È una domanda che contiene più risposte. Perché dietro la facciata romantica dell’artista ci sono rinunce che non fanno rumore: amicizie che si assottigliano fino a dissolversi, rapporti che scopri non essere mai stati tali, molta solitudine, periodi di depressione e quella sensazione sottilissima — ma costante — di non essere accettato per ciò che sei, bensì per ciò che gli altri avrebbero preferito che tu fossi.
La famiglia d’origine, in questo, è un capitolo a parte: affetto, sì, ma anche aspettative che non hanno quasi mai voluto fare i conti con chi sei davvero — e le conseguenze te le porti addosso.
E poi c’è Milano. Una città splendida, ma che non mente: ti sbatte davanti la verità senza filtri, senza attenuanti, con una franchezza quasi clinica. Se vuoi fare sul serio, in tutto , devi stare qui. È un rito di passaggio che non tutti dichiarano, ma tutti conoscono.

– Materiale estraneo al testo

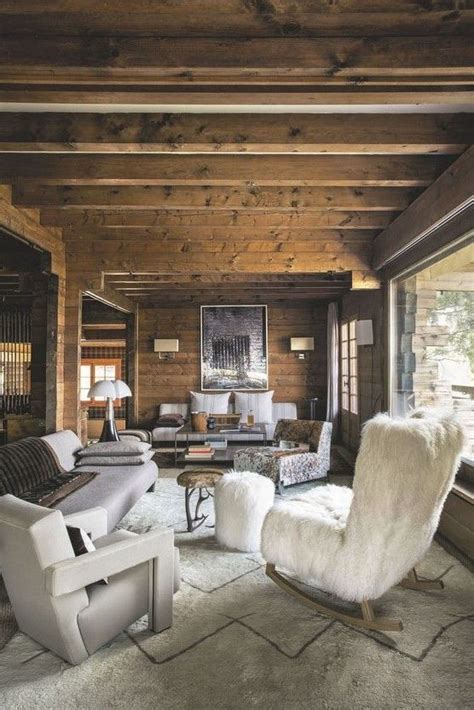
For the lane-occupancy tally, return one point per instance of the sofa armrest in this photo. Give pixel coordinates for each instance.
(93, 521)
(76, 573)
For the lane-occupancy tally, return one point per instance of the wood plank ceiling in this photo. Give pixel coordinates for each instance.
(250, 150)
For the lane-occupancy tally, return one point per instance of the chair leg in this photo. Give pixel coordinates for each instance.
(412, 581)
(162, 582)
(367, 621)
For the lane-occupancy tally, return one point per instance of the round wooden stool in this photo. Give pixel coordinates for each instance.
(197, 479)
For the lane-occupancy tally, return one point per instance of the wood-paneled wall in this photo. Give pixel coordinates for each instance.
(292, 380)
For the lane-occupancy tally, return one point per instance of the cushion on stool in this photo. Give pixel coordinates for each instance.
(242, 499)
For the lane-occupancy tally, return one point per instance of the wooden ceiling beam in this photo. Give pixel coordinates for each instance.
(241, 238)
(293, 170)
(237, 18)
(242, 133)
(237, 248)
(231, 221)
(441, 94)
(261, 280)
(187, 59)
(127, 197)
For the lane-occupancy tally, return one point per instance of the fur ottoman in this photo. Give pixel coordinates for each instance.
(242, 499)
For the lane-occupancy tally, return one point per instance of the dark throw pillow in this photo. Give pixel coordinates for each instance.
(170, 420)
(81, 544)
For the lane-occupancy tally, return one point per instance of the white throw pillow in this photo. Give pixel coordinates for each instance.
(210, 403)
(259, 402)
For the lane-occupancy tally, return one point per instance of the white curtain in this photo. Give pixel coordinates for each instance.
(332, 411)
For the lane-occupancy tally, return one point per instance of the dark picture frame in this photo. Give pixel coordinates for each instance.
(234, 348)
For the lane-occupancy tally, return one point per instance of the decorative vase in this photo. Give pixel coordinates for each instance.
(199, 422)
(211, 423)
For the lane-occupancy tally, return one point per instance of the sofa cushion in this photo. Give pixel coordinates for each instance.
(115, 448)
(259, 402)
(82, 544)
(170, 420)
(65, 445)
(26, 464)
(116, 488)
(133, 460)
(210, 403)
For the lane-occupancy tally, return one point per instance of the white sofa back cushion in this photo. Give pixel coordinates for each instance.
(210, 403)
(174, 408)
(259, 402)
(65, 445)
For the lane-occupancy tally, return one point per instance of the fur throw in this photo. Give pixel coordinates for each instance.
(357, 544)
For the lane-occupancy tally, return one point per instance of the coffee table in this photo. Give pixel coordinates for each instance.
(200, 479)
(235, 438)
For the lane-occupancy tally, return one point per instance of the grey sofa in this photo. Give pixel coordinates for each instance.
(116, 488)
(280, 410)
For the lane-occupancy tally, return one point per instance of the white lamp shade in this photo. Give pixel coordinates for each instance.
(299, 344)
(121, 389)
(364, 332)
(102, 388)
(166, 345)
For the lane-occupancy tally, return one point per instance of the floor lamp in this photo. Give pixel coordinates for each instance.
(111, 390)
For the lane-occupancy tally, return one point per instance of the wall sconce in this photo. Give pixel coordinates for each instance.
(300, 345)
(364, 332)
(166, 347)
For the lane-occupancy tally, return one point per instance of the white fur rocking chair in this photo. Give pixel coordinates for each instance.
(357, 544)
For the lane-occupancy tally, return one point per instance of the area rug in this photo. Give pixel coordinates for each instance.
(238, 641)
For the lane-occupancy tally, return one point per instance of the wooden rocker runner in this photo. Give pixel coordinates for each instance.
(359, 543)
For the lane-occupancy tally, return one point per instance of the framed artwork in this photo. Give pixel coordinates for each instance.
(234, 342)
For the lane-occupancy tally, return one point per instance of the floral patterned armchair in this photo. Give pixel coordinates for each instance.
(288, 466)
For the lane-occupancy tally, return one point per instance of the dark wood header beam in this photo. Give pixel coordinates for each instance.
(447, 198)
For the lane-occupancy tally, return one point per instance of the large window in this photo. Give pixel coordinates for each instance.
(94, 370)
(432, 339)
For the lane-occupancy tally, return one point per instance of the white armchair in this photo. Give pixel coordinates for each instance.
(49, 587)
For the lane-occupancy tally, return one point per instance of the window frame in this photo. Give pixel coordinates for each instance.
(100, 362)
(349, 322)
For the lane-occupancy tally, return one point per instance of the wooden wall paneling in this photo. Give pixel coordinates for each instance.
(291, 379)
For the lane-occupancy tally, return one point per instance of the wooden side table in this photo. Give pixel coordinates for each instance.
(201, 480)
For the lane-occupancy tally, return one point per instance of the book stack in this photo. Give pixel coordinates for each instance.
(199, 451)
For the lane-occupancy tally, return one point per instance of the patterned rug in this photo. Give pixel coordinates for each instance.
(238, 641)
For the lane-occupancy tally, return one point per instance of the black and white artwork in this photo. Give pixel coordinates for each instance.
(234, 348)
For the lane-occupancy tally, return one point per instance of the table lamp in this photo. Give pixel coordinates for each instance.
(111, 390)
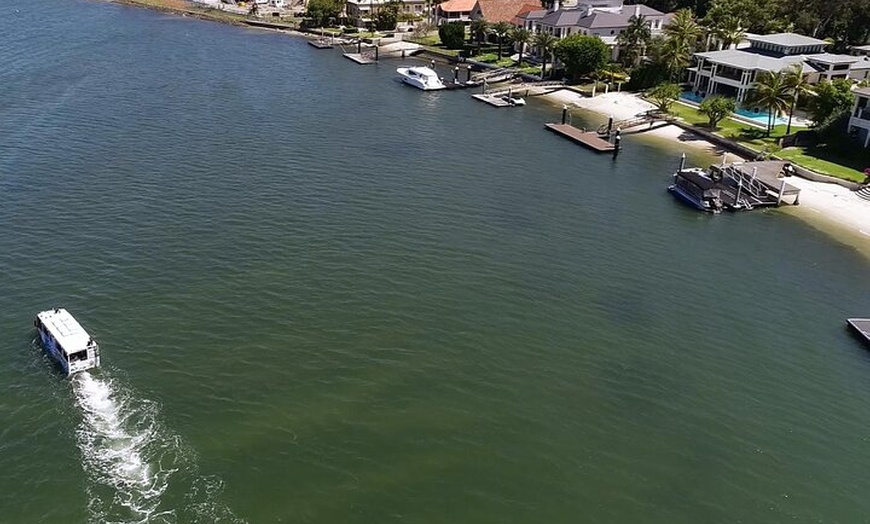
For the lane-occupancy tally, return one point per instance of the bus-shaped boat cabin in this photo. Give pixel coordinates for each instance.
(66, 341)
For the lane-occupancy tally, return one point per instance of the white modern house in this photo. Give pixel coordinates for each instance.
(732, 72)
(859, 122)
(861, 50)
(361, 12)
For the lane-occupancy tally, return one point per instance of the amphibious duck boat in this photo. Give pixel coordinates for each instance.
(66, 341)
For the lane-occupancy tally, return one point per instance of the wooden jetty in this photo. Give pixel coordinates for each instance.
(861, 326)
(361, 58)
(590, 139)
(321, 44)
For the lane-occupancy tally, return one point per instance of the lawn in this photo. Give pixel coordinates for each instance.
(827, 159)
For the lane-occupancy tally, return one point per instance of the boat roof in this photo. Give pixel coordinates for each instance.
(699, 178)
(71, 336)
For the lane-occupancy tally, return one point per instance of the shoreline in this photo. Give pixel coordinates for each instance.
(827, 207)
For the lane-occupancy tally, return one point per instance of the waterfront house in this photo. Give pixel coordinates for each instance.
(361, 12)
(732, 72)
(859, 121)
(454, 11)
(605, 19)
(495, 11)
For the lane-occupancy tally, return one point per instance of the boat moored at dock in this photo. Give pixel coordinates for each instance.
(861, 326)
(421, 77)
(66, 341)
(698, 190)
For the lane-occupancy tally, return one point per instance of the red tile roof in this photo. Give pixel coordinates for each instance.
(494, 11)
(457, 6)
(527, 8)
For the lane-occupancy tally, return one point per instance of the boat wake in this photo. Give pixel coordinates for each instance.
(133, 463)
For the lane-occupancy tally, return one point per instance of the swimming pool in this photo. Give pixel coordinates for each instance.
(757, 116)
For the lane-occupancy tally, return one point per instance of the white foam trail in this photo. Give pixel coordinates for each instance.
(130, 459)
(122, 452)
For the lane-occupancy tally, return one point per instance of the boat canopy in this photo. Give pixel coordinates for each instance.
(66, 330)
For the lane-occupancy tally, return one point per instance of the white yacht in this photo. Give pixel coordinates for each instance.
(421, 77)
(66, 341)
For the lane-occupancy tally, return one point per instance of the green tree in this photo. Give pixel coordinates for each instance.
(501, 29)
(683, 27)
(830, 100)
(633, 40)
(717, 108)
(520, 36)
(452, 35)
(672, 55)
(798, 85)
(770, 92)
(546, 43)
(663, 96)
(729, 32)
(388, 14)
(320, 11)
(479, 27)
(582, 55)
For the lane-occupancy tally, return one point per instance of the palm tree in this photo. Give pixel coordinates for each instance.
(478, 29)
(797, 84)
(729, 32)
(546, 43)
(521, 36)
(771, 93)
(683, 27)
(673, 55)
(501, 29)
(634, 39)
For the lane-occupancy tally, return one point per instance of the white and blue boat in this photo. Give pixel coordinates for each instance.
(66, 341)
(694, 187)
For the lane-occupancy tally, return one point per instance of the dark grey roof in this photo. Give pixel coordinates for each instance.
(829, 58)
(576, 18)
(606, 19)
(746, 60)
(786, 39)
(563, 18)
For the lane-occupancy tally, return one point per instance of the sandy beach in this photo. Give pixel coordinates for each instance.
(623, 106)
(829, 207)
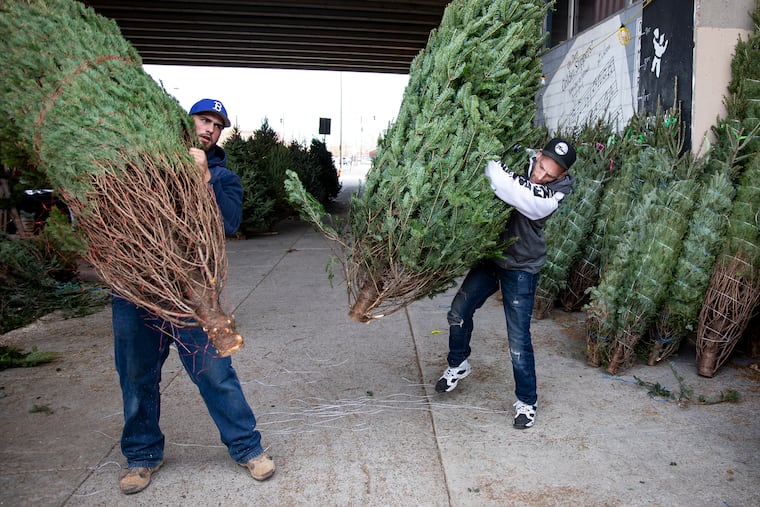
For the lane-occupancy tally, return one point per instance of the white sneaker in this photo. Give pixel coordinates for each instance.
(525, 415)
(452, 376)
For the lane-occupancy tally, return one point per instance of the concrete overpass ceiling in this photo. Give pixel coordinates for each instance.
(336, 35)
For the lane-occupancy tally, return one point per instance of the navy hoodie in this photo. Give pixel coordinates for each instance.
(227, 189)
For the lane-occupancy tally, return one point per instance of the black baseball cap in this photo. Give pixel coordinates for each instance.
(561, 152)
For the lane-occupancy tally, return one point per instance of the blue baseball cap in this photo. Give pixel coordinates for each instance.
(211, 106)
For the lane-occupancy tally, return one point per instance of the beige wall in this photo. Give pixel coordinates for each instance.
(719, 24)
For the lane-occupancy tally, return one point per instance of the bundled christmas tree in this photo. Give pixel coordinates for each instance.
(427, 212)
(655, 250)
(568, 230)
(77, 106)
(733, 293)
(641, 241)
(678, 317)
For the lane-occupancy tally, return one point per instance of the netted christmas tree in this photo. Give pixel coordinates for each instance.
(733, 293)
(427, 212)
(630, 290)
(678, 318)
(623, 187)
(568, 230)
(78, 107)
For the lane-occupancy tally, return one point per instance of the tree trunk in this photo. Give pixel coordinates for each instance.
(365, 301)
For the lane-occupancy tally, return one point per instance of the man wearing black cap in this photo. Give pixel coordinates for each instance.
(534, 194)
(141, 346)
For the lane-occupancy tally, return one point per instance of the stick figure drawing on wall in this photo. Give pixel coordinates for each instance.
(660, 45)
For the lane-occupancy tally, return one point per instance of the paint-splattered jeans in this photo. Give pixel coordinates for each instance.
(518, 289)
(141, 345)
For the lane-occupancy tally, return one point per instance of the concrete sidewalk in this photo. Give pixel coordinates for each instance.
(350, 415)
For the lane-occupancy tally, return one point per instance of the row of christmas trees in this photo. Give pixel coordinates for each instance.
(657, 244)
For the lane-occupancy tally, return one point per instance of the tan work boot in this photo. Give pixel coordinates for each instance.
(136, 479)
(261, 467)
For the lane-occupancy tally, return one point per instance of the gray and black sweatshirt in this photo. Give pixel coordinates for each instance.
(533, 204)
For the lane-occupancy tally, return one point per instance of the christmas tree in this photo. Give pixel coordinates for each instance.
(568, 230)
(427, 212)
(641, 241)
(678, 318)
(733, 293)
(79, 108)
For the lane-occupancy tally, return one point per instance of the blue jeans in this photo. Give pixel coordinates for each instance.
(518, 289)
(141, 345)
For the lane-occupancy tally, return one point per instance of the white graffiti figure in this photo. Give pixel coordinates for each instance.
(660, 45)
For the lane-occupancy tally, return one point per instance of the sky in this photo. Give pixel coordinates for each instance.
(360, 105)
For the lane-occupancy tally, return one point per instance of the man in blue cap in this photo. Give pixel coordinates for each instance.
(534, 193)
(141, 344)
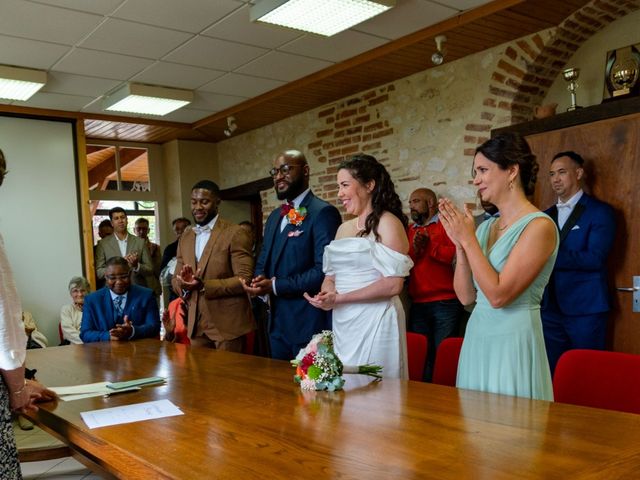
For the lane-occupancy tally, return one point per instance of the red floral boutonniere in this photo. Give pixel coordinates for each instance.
(296, 216)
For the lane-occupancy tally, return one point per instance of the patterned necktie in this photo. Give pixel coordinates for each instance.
(118, 303)
(285, 208)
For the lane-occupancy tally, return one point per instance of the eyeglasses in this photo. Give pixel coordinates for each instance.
(111, 278)
(283, 169)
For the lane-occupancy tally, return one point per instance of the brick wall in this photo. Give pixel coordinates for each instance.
(423, 128)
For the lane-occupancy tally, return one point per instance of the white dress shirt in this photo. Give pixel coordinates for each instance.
(565, 209)
(13, 340)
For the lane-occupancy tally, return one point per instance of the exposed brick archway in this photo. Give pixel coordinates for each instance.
(529, 67)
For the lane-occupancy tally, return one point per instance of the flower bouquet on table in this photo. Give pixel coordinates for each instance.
(319, 368)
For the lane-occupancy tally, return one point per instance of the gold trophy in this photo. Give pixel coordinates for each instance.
(571, 75)
(622, 72)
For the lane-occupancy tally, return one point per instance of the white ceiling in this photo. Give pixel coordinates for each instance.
(90, 47)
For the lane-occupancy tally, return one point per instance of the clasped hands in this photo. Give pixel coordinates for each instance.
(122, 331)
(323, 300)
(188, 280)
(460, 226)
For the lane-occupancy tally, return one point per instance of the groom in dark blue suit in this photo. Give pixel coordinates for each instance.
(120, 310)
(290, 262)
(576, 304)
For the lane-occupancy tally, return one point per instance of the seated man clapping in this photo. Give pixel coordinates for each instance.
(120, 310)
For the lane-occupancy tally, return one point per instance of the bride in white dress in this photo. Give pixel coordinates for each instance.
(365, 268)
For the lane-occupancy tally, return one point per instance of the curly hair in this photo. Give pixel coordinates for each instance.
(507, 149)
(365, 168)
(3, 167)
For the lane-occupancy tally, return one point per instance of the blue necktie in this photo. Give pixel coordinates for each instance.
(118, 303)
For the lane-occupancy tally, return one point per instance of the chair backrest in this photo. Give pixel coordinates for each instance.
(445, 369)
(595, 378)
(249, 340)
(416, 355)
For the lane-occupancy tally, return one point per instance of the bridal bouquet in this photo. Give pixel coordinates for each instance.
(319, 368)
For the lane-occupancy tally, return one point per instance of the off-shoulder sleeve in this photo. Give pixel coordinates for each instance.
(13, 340)
(389, 262)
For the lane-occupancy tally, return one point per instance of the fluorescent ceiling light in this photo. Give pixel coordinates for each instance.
(147, 99)
(324, 17)
(20, 83)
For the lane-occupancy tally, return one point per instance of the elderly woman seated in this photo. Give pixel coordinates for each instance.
(71, 315)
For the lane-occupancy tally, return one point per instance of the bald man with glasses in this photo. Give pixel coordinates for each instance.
(290, 262)
(119, 311)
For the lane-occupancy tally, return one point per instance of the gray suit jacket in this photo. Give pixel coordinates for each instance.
(108, 248)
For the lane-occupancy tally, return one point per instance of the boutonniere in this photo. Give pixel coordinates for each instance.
(296, 216)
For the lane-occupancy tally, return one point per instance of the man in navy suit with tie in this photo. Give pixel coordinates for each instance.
(120, 310)
(576, 304)
(290, 262)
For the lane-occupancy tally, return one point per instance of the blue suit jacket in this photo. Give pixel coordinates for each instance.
(296, 262)
(98, 316)
(578, 284)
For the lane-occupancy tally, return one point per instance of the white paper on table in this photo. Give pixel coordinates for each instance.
(130, 413)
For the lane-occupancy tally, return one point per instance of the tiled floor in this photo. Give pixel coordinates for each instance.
(58, 469)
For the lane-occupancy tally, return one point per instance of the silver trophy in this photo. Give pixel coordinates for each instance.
(571, 75)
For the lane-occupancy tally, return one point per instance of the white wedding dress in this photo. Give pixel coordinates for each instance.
(371, 332)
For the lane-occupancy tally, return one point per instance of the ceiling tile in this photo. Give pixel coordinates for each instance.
(29, 53)
(101, 7)
(176, 75)
(213, 53)
(186, 15)
(214, 102)
(69, 84)
(102, 64)
(283, 66)
(406, 17)
(237, 27)
(337, 48)
(42, 22)
(56, 101)
(241, 85)
(187, 115)
(129, 38)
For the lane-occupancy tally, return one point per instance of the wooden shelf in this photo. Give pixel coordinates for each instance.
(609, 109)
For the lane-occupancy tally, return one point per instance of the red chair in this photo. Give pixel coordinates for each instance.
(445, 369)
(595, 378)
(416, 355)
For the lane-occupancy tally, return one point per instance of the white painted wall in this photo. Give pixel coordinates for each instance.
(39, 217)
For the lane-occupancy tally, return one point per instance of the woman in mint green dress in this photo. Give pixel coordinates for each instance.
(503, 267)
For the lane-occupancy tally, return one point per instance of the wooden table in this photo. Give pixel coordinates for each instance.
(245, 418)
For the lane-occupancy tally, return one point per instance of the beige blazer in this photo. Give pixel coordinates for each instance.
(223, 310)
(108, 248)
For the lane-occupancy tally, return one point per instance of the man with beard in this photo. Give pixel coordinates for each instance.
(576, 303)
(213, 260)
(290, 262)
(435, 311)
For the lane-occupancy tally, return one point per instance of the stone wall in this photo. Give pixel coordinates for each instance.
(424, 127)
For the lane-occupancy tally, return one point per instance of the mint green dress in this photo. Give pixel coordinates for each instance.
(503, 349)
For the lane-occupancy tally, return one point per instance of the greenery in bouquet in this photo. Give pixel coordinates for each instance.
(319, 368)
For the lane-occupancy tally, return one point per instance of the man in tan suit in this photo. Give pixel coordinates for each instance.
(212, 258)
(122, 244)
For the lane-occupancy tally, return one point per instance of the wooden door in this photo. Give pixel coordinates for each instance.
(611, 149)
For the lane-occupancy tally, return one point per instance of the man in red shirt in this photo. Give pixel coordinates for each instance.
(435, 310)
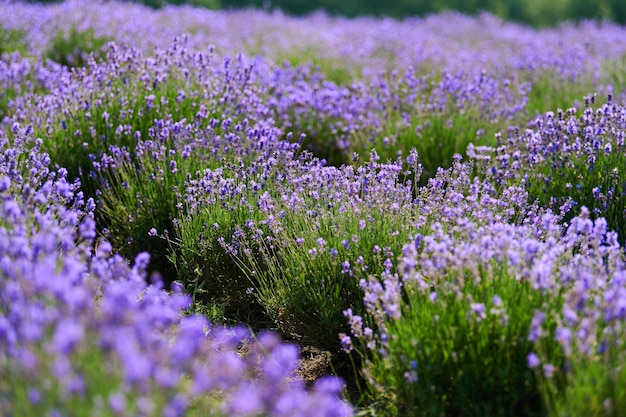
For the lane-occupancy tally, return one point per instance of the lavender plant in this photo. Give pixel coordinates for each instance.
(81, 333)
(586, 328)
(446, 327)
(319, 231)
(567, 161)
(73, 48)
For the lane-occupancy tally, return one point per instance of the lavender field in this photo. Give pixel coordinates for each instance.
(242, 213)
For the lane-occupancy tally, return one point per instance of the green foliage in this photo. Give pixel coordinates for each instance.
(534, 12)
(441, 358)
(155, 4)
(73, 47)
(12, 40)
(592, 177)
(306, 271)
(594, 385)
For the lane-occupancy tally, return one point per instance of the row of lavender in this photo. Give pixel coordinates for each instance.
(481, 292)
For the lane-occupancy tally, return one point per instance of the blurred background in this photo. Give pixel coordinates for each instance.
(538, 13)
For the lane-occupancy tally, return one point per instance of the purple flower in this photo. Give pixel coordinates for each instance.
(533, 360)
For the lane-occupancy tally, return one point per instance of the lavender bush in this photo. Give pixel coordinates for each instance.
(440, 197)
(81, 333)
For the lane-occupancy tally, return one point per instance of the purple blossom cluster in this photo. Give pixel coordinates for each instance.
(78, 325)
(232, 147)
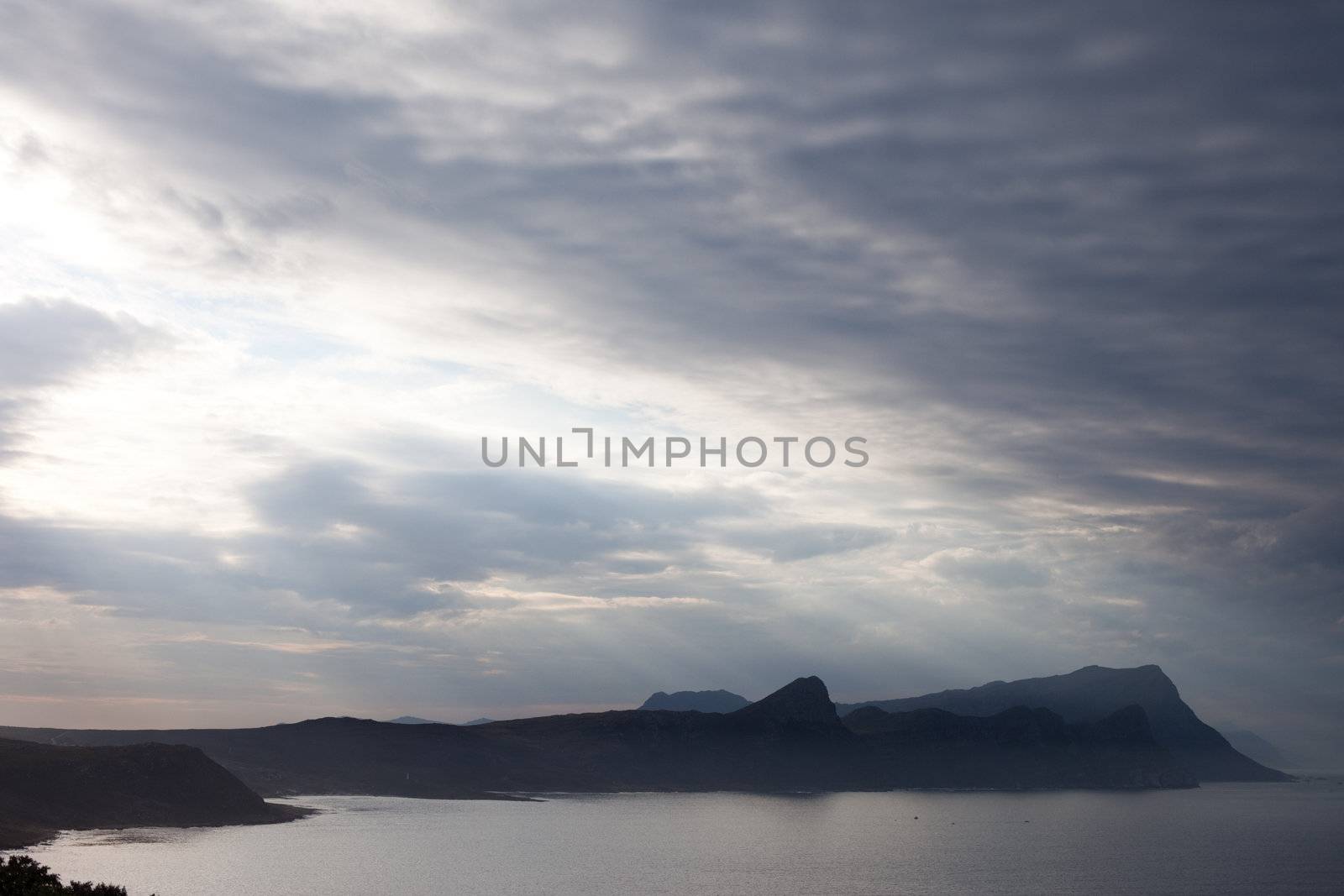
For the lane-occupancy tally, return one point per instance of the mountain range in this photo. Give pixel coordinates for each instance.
(1090, 694)
(1084, 696)
(792, 739)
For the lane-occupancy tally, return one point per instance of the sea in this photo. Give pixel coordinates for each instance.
(1221, 839)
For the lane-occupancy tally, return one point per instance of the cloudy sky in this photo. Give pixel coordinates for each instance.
(270, 270)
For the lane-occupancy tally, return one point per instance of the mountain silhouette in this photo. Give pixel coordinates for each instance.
(696, 700)
(1090, 694)
(793, 739)
(45, 789)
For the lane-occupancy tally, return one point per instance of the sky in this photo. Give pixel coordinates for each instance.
(272, 270)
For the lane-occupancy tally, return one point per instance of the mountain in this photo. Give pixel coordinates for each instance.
(1019, 748)
(1263, 752)
(696, 700)
(790, 741)
(324, 755)
(1089, 694)
(45, 789)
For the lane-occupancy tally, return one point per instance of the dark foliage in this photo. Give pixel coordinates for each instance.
(24, 876)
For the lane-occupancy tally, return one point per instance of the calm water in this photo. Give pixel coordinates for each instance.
(1223, 839)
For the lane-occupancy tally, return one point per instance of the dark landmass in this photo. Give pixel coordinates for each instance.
(24, 876)
(1095, 692)
(1032, 748)
(1263, 752)
(696, 700)
(790, 741)
(45, 789)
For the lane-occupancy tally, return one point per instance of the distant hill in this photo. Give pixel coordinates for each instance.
(696, 700)
(1021, 748)
(45, 789)
(792, 739)
(1263, 752)
(1093, 694)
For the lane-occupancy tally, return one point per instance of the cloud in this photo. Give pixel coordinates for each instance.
(1068, 268)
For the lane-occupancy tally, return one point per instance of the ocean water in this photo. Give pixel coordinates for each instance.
(1222, 839)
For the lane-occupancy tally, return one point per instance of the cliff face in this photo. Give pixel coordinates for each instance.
(1016, 748)
(46, 788)
(1093, 694)
(792, 739)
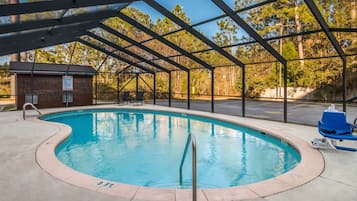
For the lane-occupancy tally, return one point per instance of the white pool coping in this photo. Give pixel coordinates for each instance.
(310, 167)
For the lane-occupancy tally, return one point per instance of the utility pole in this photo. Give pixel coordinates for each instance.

Chi è fuori da questo mondo spesso non capisce — e, il più delle volte, non vuole nemmeno provarci. Anche perché, come detto in precedenza, vivere di musica oggi non è più come una volta: senza un vero business discografico è davvero difficile. A volte sembra di scalare una parete di specchi insaponata.
Così perdi persone, abitudini, affetti. Ti ritrovi per un po’ sospeso tra due vite, e devi scegliere: quella che lasci alle spalle per quella che stai costruendo. E a volte ti senti perfino in colpa… semplicemente perché hai scelto di essere te stesso.
Non è vittimismo. È lucidità. Fare musica per lavoro — non per hobby, non per passatempo — ti chiede più di quanto uno possa immaginare. E ogni mattina ti rimette davanti la domanda: “Quanto sei disposto a dare oggi? E domani? E il giorno dopo ancora?” È una domanda che non fa sconti, non accetta scuse, non aspetta nessuno.
Poi, per fortuna, ci sono gli incontri giusti. Io considero un privilegio — non un merito — aver incontrato mia moglie. È una rarità trovare qualcuno che non solo ti accompagna, ma comprende davvero le ragioni profonde delle tue scelte, i tuoi silenzi, le tue rabbie, i rientri tardi e stanchi. Qualcuno che ti vede per ciò che sei, non per ciò che sarebbe più comodo tu fossi. Una fortuna enorme, tutt’altro che scontata.
Il resto lo devo alla musica. Alla musica devo la sicurezza che un tempo non avevo, una voce interiore più solida, un carattere costruito passo dopo passo. A lei devo gli amici che ho oggi, la casa in cui vivo, e quella sensazione preziosa — rarissima — di avere tra le mani un mestiere vero: imperfetto, faticoso, ma mio.
Un mestiere che mi ha permesso di restare me stesso. O meglio, di scoprire chi ero e chi sono.
Alla fine, credo che il vero sacrificio sia stato questo: lasciar andare ciò che non ero, per diventare finalmente ciò che sono. Un sacrificio , fatto di scelte concrete e quotidiane — ma che rifarei esattamente allo stesso modo. Solo molto prima.